Moving forward, he said the lab is looking to implement PacBio sequencing into its clinical workflow.

For instance, the lab currently does carrier screening on an Illumina genotyping platform. While the lab has been working on a next-gen panel for this test, there are around 20 genes that have repeat expansions as a pathogenic marker, which make them difficult to test with short-read sequencing.

Schadt said that the lab is interested in "complementing [the next-gen panel] with long-read data and developing a hybrid panel." In a test of the PacBio on some of the problematic genes, such as the Huntington's disease gene, the "repeats are completely spanned," he said. In the gene CACNA1A, which is associated with neurologic disorders, PacBio sequencing covered two repeat expansions 1 kilobase apart within a single read.

Schadt said that the lab has also tested PacBio's ability to sequence through other tri-nucleotide repeats within the human genome.
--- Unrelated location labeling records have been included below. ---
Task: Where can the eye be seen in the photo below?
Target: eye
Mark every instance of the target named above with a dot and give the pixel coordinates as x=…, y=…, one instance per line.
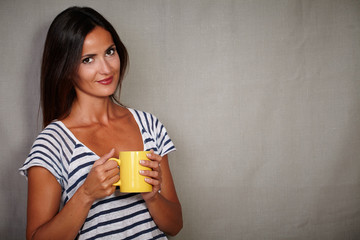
x=110, y=52
x=87, y=60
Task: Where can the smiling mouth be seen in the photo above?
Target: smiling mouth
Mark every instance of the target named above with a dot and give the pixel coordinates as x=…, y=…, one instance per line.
x=106, y=81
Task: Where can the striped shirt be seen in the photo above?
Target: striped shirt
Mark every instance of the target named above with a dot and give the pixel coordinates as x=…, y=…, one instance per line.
x=119, y=216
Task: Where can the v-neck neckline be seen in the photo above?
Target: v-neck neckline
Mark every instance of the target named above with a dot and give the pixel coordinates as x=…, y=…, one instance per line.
x=68, y=131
Of 10,000 tri-nucleotide repeats that consist of at least 50 repeated units, 10-fold coverage of the genome with PacBio covered 84 percent of them, he said.

PacBio sequencing was also able to identify a 500-base "drop out" in the major histocompatibility complex region that produced mapping artifacts with Illumina sequencing as well as areas of heterozygosity in the MHC locus that were missed by Illumina and 454 sequencing.

Schadt said that the lab is now close to gaining regulatory approval for a hybrid Illumina/PacBio exome sequencing test, which would include exome sequencing on the Illumina with a targeted capture of 5 megabases to be done on the PacBio that would include difficult-to-sequence regions.